Späte Prophase, oder Prometaphase, beginnt mit dem Aufbrechen der Kernhülle, die in kleine Membranbläschen zerfällt, die dem endoplasmatischen Retikulum sehr ähnlich sind und meist um die mitotische Spindel herum sichtbar bleiben. Während dieser Zeit kondensieren die Chromosomen weiter und verkürzen und verdicken sich allmählich, bis sie vollständig die Einheiten gebildet haben, die die Mitose durchlaufen werden. Auch der Nukleolus, der in einigen Zellen noch vorhanden sein kann, verschwindet in der Prometaphase vollständig.

Das obige digitale Fluoreszenzmikroskopie-Bild zeigt eine einzelne Rattenkänguru-Nierenzelle (PtK2) in den frühen Stadien der Prometaphase. Das Chromatin ist mit einer blau fluoreszierenden Sonde (DAPI) angefärbt, während das Mikrotubuli-Netzwerk (mitotische Spindel) grün (Alexa Fluor 488) und die zellulären Mitochondrien mit einem roten Farbstoff (MitoTracker Red CMXRos) angefärbt sind.
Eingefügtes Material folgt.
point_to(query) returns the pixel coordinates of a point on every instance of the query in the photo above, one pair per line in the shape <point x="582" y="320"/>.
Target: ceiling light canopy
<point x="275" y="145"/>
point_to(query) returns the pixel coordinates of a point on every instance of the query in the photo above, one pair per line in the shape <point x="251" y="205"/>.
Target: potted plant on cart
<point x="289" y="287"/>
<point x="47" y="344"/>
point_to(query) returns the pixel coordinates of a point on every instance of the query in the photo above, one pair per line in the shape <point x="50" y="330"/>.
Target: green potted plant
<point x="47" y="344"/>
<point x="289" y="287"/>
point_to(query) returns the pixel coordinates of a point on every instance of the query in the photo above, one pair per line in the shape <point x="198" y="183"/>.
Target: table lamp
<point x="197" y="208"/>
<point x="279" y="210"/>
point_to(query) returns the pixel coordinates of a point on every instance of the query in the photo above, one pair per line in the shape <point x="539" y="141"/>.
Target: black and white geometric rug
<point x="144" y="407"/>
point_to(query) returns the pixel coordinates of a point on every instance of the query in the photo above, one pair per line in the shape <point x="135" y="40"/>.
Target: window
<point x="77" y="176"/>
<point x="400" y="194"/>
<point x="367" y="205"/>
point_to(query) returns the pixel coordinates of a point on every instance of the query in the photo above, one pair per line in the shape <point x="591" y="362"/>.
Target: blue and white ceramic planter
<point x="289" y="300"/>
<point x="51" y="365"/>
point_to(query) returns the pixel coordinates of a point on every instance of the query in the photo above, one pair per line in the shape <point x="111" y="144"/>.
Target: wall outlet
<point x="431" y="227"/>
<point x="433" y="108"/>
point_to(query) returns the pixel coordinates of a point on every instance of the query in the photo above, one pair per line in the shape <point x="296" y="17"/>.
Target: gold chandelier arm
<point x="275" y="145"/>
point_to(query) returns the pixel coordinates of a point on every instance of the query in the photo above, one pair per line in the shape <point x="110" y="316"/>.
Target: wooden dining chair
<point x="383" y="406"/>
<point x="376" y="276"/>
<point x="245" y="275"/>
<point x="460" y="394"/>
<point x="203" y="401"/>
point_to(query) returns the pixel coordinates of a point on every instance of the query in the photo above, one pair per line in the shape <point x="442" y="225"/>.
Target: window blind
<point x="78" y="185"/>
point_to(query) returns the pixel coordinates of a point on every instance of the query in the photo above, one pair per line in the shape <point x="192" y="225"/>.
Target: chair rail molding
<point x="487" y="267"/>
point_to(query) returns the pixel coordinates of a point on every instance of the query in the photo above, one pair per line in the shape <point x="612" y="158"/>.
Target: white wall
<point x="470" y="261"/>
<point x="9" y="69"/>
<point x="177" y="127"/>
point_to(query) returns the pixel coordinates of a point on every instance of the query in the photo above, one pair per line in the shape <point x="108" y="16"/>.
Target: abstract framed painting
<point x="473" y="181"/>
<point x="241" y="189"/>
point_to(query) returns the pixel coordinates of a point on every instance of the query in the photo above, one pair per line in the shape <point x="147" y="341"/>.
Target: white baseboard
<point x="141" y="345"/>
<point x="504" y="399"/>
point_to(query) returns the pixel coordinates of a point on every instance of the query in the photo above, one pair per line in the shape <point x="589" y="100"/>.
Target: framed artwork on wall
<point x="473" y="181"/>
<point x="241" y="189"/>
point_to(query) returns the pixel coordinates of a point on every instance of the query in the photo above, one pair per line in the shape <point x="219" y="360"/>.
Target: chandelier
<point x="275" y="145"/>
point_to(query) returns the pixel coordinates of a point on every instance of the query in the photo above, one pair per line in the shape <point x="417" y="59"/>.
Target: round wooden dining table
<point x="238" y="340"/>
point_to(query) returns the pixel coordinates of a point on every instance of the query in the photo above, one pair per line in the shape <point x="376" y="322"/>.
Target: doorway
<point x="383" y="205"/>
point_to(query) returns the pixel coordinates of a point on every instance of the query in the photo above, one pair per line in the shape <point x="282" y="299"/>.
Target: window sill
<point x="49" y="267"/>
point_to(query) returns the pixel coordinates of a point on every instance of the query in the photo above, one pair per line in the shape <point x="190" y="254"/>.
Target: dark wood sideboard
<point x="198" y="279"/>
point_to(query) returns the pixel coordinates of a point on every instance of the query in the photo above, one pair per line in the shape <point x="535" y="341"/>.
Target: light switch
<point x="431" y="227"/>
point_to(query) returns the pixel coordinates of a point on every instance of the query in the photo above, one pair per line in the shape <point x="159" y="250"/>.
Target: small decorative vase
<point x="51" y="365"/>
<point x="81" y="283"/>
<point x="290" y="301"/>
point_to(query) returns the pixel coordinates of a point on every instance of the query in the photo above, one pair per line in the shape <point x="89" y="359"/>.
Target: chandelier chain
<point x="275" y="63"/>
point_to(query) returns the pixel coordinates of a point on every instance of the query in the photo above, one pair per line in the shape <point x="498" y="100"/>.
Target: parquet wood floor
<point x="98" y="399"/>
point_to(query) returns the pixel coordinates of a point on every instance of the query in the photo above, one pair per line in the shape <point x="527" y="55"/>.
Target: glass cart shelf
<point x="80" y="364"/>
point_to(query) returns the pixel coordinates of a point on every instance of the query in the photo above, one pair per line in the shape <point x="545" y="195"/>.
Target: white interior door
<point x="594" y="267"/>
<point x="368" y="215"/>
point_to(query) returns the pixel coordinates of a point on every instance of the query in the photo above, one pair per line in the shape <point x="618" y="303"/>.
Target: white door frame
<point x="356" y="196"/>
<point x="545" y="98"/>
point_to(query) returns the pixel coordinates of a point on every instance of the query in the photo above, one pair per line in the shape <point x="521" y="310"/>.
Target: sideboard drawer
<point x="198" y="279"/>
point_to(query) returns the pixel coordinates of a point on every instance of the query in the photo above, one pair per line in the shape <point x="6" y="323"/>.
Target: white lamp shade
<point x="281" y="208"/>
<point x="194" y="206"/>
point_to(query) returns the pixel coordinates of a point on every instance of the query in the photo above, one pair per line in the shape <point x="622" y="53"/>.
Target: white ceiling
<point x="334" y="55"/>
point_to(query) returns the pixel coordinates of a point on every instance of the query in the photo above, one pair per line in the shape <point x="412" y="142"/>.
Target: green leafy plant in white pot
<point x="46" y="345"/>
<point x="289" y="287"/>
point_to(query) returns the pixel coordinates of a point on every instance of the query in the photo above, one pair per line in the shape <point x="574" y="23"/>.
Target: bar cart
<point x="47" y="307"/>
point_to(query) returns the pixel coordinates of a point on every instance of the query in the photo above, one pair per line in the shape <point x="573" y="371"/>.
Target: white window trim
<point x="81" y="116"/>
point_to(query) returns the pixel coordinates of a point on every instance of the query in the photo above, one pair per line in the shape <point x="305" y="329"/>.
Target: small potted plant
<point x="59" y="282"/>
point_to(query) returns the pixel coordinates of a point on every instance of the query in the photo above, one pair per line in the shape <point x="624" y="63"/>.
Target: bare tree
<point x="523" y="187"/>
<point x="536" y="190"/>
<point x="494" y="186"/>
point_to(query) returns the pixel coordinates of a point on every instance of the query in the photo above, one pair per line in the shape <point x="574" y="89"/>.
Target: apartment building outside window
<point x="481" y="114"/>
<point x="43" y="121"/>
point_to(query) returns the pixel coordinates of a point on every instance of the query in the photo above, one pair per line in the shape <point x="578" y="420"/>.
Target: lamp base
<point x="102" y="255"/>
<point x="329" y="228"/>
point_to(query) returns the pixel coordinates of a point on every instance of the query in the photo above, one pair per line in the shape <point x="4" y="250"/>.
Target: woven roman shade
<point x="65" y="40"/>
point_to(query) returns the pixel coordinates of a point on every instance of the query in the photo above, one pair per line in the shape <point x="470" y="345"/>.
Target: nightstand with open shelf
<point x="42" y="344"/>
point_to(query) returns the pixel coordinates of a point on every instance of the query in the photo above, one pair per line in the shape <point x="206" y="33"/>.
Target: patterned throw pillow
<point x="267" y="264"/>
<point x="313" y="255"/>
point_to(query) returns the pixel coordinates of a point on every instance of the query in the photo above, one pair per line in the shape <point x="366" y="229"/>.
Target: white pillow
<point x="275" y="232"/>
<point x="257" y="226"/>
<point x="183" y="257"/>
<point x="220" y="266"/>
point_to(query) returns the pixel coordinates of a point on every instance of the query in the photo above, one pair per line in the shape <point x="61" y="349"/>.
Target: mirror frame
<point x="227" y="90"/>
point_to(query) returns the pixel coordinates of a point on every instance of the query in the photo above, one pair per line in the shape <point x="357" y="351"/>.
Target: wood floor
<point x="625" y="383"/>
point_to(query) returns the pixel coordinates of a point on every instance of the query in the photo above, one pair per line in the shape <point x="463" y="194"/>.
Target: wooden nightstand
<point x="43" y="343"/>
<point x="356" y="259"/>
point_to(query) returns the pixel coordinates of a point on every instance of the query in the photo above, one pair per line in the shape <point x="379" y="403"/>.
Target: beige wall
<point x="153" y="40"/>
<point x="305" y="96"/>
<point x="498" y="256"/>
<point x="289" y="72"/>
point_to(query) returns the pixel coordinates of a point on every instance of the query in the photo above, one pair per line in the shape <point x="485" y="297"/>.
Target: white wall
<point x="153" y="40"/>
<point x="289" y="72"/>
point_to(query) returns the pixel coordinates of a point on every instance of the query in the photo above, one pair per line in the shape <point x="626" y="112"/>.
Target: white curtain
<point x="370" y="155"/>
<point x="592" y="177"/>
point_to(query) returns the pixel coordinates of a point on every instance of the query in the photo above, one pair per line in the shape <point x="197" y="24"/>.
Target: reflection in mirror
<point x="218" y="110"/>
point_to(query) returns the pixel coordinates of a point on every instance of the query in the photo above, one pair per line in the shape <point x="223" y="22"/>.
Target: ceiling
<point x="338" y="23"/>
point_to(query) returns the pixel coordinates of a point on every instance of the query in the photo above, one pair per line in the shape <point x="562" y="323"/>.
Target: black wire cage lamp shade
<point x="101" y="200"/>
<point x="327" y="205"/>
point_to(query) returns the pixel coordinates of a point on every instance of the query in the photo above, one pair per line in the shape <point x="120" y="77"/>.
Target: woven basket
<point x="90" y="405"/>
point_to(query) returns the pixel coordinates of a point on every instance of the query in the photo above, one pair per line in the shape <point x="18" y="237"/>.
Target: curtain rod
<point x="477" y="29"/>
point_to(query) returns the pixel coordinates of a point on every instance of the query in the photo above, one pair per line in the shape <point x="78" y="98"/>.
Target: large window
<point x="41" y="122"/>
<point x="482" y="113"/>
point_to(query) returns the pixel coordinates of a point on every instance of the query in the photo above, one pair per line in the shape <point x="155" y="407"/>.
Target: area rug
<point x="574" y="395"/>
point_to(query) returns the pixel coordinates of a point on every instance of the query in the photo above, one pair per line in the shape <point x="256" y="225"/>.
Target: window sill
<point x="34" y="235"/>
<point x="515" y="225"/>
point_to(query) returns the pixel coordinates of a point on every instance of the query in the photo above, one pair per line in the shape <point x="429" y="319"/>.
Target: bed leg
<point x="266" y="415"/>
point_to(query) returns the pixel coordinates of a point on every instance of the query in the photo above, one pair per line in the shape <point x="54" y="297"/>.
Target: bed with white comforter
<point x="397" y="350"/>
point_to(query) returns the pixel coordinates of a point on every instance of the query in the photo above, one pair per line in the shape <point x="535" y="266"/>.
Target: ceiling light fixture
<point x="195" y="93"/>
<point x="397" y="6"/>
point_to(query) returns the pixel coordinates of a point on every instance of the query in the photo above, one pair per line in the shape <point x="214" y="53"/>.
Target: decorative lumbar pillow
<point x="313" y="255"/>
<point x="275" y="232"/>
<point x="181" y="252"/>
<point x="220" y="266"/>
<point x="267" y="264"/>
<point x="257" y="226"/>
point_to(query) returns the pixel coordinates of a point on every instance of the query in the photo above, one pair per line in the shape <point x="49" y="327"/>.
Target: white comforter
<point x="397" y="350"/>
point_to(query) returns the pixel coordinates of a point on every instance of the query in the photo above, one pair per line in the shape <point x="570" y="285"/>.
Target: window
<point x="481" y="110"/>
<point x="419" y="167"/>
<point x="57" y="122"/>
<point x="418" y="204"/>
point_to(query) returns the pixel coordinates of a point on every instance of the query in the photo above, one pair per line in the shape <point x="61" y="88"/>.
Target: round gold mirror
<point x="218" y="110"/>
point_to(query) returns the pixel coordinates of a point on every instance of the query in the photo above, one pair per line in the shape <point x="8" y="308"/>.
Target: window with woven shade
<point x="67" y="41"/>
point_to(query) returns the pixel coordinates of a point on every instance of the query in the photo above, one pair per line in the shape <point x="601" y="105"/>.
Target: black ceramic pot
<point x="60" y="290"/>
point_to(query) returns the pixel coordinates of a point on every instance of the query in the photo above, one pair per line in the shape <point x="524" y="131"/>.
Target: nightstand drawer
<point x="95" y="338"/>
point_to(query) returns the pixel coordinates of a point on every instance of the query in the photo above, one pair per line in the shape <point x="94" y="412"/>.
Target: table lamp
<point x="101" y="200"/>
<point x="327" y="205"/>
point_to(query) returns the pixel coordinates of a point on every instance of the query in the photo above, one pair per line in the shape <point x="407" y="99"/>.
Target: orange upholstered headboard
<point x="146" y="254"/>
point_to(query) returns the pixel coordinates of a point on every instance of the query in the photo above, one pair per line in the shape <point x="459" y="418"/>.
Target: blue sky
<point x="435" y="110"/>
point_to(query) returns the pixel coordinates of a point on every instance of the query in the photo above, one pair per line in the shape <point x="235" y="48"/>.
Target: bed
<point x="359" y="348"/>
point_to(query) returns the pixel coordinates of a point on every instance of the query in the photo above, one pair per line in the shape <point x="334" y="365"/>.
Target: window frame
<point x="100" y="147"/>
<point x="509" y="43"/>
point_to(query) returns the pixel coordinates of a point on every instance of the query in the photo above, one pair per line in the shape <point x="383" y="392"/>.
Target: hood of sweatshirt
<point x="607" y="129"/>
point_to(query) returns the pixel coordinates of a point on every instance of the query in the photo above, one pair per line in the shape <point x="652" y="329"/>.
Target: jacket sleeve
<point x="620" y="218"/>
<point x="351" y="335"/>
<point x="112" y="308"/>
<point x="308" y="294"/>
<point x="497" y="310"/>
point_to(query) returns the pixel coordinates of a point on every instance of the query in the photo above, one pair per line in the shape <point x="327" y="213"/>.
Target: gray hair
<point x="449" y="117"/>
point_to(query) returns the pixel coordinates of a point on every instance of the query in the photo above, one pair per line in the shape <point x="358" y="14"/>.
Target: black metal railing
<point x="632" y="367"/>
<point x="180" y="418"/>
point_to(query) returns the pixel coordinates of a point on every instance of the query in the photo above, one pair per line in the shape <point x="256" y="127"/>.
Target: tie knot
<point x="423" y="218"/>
Während der Prometaphase sind die Mikrotubuli der mitotischen Spindel nun frei, um in die Kernregion einzudringen, und die Bildung von spezialisierten Proteinkomplexen, die als Kinetochoren bekannt sind, beginnt an jedem Zentromer. Diese Komplexe werden an eine Untergruppe der Spindelmikrotubuli angehängt, die dann als Kinetochor-Mikrotubuli bezeichnet werden. Andere Mikrotubuli in der Spindel (die nicht an den Zentromeren befestigt sind) werden als polare Mikrotubuli bezeichnet, und diese helfen bei der Bildung und Aufrechterhaltung der Spindelstruktur zusammen mit astralen Mikrotubuli, die außerhalb der Spindel verbleiben.

Die Grenze zwischen Prophase und Prometaphase wird durch den schnellen Beginn der Phosphorylierung in der gesamten Kernlamina bestimmt, ausgelöst durch die Aktivierung eines Enzyms, das als Mitose-induzierende Proteinkinase (abgekürzt MPF) bezeichnet wird. Der Kernmembrankomplex zerfällt daraufhin in Vesikel und legt die kondensierten Chromosomen dem expandierenden Mikrotubuli-Netzwerk der mitotischen Spindel frei. Im Lichtmikroskop lassen sich die Kernmembranbläschen, die von ähnlichen disaggregierten Teilen des endoplasmatischen Retikulums kaum zu unterscheiden sind, in der Region um die wachsende Spindel sichtbar machen.

Wenn die Kinetochor-Mikrotubuli an ihren Rezeptoren auf den Kinetochoren der Chromatiden ansetzen, werden die Chromosomen in eine unruhige Bewegung gebracht und bewegen sich unter der Spannung der Spindel schnell hin und her. Gleichzeitig interagieren polare Mikrotubuli, die von den Zentrosomen ausgehen, miteinander, um ein Verbindungsnetzwerk zwischen den Chromosomen zu bilden und die Struktur der mitotischen Spindel weiter zu etablieren. Die Kinetochoren werden am Zentromer jedes Chromatids zusammengefügt, so dass zwei Kinetochoren pro Chromosom entstehen. Schließlich, in der Anaphase, ziehen die Kinetochoren-Mikrotubuli die Schwesterchromatiden zu den entgegengesetzten Polen der mitotischen Spindel, um sicherzustellen, dass jede Tochterzelle ein vollständiges genetisches Komplement an Chromosomen erhält.

Die Komplexität der Beziehung zwischen Kinetochoren und der mitotischen Spindel spiegelt die Anforderung an eine genaue Verteilung des genetischen Materials zwischen sich teilenden Zellen wider. Der häufigste Fehler in der Mitose ist die fehlende Trennung der Schwesterchromatiden, was dazu führt, dass eine der beiden Tochterzellen beide Chromosomenkopien erhält. Dieser Fehler, der etwa einmal in 100.000 Zellteilungen auftritt, kann auftreten, wenn Chromatiden nicht am richtigen Spindelpol anhaften oder wenn ein Chromatidenpaar nur an einem Pol anhaftet. In manchen Fällen werden die beiden Schwesterchromatiden zwar korrekt im mitotischen Spindelapparat zusammengefügt, trennen sich aber in der Anaphase einfach nicht.